Re: [zfs-discuss] ZFS, power failures, and UPSes (and ZFS recovery guide links)

2009-07-01 Thread Haudy Kazemi

Ian Collins wrote:

David Magda wrote:

On Jun 30, 2009, at 14:08, Bob Friesenhahn wrote:

I have seen UPSs help quite a lot for short glitches lasting 
seconds, or a minute.  Otherwise the outage is usually longer than 
the UPSs can stay up since the problem required human attention.


A standby generator is needed for any long outages.


Can't remember where I read the claim, but supposedly if power isn't 
restored within about ten minutes, then it will probably be out for a 
few hours. If this 'statistic' is true, it would mean that your UPS 
should last (say) fifteen minutes, and after that you really need a 
generator.
Or run your systems of DC and get as much backup as you have room (and 
budget!) for batteries.  I once visited a central exchange with 48 
hours of battery capacity...


The way Google handles UPSes is to have a small 12v battery integrated 
with each PC power supply.  When the machine is on, the battery has its 
charged maintained.  Not unlike a laptop in that it has a built in 
battery backup, but using an inexpensive sealed lead acid battery 
instead of lithium ion.  Here is info along with photos of the Google 
server internals:

http://news.cnet.com/8301-1001_3-10209580-92.html
http://willysr.blogspot.com/2009/04/googles-server-design.html

(IIRC there have been power supply UPSes since at least the late 1980s 
which had an internal battery.  Either that or they were UPSes that fit 
inside the standard PC (AT) compatible desktop case, making the power 
protection system entirely internal to the computer.  I think I saw 
these models one time while browsing late 1980s or early 1990s issues of 
PC Magazine that reviewed UPSes.  They still exist...one company selling 
them is http://www.globtek.com/html/ups.html .  A Google search for 
'power supply built in UPS' would likely find more.)
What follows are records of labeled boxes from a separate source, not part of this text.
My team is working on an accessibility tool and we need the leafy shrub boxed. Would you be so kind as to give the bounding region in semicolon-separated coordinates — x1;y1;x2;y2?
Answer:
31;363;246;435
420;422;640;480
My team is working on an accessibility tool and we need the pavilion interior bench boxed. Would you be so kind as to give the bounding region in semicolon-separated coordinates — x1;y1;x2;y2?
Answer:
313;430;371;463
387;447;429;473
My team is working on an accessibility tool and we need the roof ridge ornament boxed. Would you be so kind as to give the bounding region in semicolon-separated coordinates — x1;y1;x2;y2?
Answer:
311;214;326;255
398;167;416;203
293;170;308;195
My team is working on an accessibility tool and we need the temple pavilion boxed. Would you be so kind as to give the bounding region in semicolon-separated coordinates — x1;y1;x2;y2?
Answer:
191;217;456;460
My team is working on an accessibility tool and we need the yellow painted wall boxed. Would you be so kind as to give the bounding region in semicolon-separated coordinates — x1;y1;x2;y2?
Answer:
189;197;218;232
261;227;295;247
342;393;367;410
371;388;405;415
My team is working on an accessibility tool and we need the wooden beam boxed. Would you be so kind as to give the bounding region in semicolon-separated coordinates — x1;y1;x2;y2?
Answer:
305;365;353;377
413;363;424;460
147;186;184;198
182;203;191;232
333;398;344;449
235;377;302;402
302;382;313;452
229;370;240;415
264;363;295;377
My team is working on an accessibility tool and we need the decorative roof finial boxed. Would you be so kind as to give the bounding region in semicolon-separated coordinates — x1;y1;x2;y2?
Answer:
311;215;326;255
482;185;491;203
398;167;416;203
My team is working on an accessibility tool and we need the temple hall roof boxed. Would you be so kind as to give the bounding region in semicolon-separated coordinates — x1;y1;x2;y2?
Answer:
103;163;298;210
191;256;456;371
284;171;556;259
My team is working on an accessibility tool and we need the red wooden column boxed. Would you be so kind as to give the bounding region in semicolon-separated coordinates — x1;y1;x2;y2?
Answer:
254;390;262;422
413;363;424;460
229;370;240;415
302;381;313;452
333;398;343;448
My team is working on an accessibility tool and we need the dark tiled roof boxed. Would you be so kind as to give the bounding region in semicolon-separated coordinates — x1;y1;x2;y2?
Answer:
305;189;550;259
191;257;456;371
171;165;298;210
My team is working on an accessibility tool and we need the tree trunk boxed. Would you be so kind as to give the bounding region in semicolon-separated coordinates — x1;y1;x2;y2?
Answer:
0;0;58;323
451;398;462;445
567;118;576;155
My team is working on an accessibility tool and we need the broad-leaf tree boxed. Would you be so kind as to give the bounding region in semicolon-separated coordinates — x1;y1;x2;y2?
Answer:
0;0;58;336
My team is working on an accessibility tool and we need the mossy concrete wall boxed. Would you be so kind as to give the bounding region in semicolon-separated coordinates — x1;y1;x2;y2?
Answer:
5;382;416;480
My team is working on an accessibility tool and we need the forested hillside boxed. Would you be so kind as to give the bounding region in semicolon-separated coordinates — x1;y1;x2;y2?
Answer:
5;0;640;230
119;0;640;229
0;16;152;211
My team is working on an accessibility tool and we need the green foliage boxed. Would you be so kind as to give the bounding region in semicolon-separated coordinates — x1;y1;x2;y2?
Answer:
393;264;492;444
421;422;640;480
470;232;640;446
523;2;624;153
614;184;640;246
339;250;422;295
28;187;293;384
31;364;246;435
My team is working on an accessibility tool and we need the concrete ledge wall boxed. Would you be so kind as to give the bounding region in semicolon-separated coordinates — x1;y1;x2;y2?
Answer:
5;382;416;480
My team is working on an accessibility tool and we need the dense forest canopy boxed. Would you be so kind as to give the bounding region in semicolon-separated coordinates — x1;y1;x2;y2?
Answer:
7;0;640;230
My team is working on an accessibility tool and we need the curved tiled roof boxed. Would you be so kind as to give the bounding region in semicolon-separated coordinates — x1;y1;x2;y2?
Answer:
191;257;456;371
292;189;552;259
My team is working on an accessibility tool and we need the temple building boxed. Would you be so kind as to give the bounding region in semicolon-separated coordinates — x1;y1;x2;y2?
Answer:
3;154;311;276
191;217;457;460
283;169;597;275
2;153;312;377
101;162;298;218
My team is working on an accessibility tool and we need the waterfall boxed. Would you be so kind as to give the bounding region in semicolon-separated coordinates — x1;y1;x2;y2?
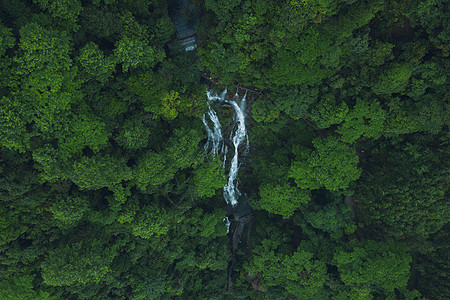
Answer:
202;89;249;206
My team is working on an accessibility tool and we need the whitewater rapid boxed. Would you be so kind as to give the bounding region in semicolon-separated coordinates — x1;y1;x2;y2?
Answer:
202;89;249;206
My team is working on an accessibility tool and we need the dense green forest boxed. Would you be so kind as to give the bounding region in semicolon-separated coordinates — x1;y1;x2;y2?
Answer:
0;0;450;300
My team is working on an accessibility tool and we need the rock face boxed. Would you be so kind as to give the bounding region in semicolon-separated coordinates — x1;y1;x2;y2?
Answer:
168;0;197;51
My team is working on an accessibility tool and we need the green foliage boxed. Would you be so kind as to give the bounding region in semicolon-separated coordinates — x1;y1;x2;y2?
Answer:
250;240;326;299
310;94;349;129
259;183;311;218
114;36;165;72
0;0;444;300
77;42;115;82
0;274;58;300
70;155;131;189
372;63;412;95
33;0;83;29
42;239;117;286
192;158;227;197
334;240;412;296
367;41;395;67
289;137;361;191
50;196;88;226
336;98;385;144
132;205;169;239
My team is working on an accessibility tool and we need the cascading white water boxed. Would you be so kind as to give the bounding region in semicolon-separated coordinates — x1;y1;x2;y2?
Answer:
202;89;249;206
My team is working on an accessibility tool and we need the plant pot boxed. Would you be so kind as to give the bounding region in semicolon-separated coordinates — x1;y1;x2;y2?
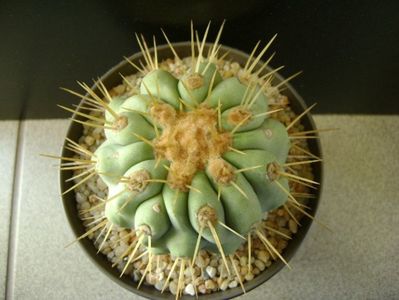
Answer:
60;42;322;299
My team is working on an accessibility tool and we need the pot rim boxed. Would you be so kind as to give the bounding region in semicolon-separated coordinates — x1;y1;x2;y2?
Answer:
59;42;323;300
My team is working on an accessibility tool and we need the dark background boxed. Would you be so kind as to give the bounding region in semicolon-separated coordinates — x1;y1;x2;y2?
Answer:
0;0;399;119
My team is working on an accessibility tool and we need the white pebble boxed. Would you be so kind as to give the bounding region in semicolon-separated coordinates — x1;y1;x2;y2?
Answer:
184;283;195;296
205;266;216;278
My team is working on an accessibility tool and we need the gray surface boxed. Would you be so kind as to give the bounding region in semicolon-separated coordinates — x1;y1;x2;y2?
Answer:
0;116;399;299
0;121;19;297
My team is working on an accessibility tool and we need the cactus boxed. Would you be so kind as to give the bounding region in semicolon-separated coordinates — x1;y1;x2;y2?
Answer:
47;21;320;298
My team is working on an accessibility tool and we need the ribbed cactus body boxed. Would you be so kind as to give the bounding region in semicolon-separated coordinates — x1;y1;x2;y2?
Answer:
94;61;289;257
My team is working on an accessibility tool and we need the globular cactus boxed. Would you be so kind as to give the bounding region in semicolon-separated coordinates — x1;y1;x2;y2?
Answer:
49;21;319;296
I also did additional searches in the zfs-discuss archives and found a 
thread from mid-February, which lead me to other threads.  It looks like 
there are still scattered instances where ZFS has not recovered 
gracefully from power failures or other failures, where it became 
necessary to perform a manual transaction group (txg) rollback.  Here is 
a consolidated list of links related to manual uberblock transaction 
group (txg) rollback and similar ZFS data recovery guides, including 
undeleting:


Section 1: Nathan Hand's guide and related thread
Nathan Hand's guide to invalidating uberblocks (Dec 2008 thread)
http://www.opensolaris.org/jive/thread.jspa?threadID=85794
or http://www.mail-archive.com/zfs-discuss@opensolaris.org/msg22153.html


Section 2. Victor Latushkin's guide and related threads
Thread: zpool unimportable (corrupt zpool metadata??) but no zdb -l 
device problems (Oct 2008 to Feb 2009 thread)
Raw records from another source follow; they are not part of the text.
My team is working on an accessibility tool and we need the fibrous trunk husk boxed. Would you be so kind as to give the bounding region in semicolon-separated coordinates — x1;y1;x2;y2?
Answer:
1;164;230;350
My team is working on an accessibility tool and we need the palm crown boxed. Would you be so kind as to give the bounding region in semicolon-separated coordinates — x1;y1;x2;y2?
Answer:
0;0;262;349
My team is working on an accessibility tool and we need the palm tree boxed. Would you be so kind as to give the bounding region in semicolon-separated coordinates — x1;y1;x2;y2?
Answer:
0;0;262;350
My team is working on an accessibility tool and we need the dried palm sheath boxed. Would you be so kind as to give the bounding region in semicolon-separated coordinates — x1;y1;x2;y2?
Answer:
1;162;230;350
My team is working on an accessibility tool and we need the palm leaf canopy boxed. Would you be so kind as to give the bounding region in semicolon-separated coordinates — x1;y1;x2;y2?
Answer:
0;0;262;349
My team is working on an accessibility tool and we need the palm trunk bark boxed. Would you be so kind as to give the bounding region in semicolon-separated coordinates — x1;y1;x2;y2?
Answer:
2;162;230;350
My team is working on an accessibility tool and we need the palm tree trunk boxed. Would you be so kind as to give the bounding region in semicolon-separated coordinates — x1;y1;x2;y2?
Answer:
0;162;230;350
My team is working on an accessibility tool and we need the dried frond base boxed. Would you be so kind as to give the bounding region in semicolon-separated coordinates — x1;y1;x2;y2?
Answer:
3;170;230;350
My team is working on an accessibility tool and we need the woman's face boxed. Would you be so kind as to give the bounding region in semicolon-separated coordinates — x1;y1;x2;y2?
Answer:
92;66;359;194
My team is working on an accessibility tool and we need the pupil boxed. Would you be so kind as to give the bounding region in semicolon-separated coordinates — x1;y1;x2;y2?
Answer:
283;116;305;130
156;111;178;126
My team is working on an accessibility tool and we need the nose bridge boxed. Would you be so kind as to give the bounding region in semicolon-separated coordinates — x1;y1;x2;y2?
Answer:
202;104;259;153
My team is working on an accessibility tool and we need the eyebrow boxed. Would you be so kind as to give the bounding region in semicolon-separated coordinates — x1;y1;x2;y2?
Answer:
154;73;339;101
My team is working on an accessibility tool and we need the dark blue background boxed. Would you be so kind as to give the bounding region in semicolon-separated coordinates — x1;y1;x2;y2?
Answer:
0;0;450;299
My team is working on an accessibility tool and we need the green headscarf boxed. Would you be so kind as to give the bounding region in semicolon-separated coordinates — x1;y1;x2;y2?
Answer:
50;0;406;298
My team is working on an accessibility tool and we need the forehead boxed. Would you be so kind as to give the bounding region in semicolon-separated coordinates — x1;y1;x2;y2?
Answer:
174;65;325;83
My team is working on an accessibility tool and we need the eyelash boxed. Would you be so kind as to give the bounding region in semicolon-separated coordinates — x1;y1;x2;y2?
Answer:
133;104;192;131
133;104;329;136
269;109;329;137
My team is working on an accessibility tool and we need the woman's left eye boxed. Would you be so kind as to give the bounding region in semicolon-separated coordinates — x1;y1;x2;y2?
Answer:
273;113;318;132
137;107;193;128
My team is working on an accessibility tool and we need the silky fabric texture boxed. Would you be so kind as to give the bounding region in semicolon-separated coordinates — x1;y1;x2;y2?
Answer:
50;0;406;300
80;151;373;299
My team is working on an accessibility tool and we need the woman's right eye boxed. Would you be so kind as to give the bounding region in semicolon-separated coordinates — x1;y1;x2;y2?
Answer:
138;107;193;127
http://www.opensolaris.org/jive/thread.jspa?threadID=76960
or http://www.mail-archive.com/zfs-discuss@opensolaris.org/msg19839.html

Repair report: Re: Solved - a big THANKS to Victor Latushkin @ Sun / Moscow
http://www.opensolaris.org/jive/message.jspa?messageID=289537#289537

Some recovery discussion by Victor: zdb -bv alone took several hours to 
walk the block tree

http://www.opensolaris.org/jive/message.jspa?messageID=292991#292991
or 
http://mail.opensolaris.org/pipermail/zfs-discuss/2008-October/022365.html

or http://www.mail-archive.com/zfs-discuss@opensolaris.org/msg20095.html

Victor Latushkin's guide: Thanks to COW nature of ZFS it was possible 
to successfully recover pool state which was only 5 seconds older than 
last unopenable one.

http://mail.opensolaris.org/pipermail/zfs-discuss/2008-October/022331.html
or http://www.mail-archive.com/zfs-discuss@opensolaris.org/msg20061.html


Section 3: reliability debates, recovery tool planning, uberblock info
Thread: Availability: ZFS needs to handle disk removal / driver failure 
better (August 2008 thread)

http://www.opensolaris.org/jive/thread.jspa?threadID=70811
or http://www.mail-archive.com/zfs-discuss@opensolaris.org/msg19057.html

Thread: ZFS: unreliable for professional usage? (Feb 2009 thread)
http://www.opensolaris.org/jive/thread.jspa?threadID=91426
or http://www.mail-archive.com/zfs-discuss@opensolaris.org/msg23833.html

Richard Elling's post that uberblocks are kept in an 128-entry circular 
queue which is 4x redundant with 2 copies each at the beginning and end 
of the vdev. Other metadata, by default, is 2x redundant and spatially 
diverse.

http://www.mail-archive.com/zfs-discuss@opensolaris.org/msg24145.html

Jeff Bonwick's post about Bug ID 6667683
http://www.mail-archive.com/zfs-discuss@opensolaris.org/msg23961.html

Bug ID 6667683: need a way to rollback to an uberblock from a previous txg
Description: If we are unable to open the pool based on the most recent 
uberblock then it might be useful to try an older txg uberblock as it 
might provide a better view of the world. Having a utility to reset the 
uberblock to a previous txg might provide a nice recovery mechanism.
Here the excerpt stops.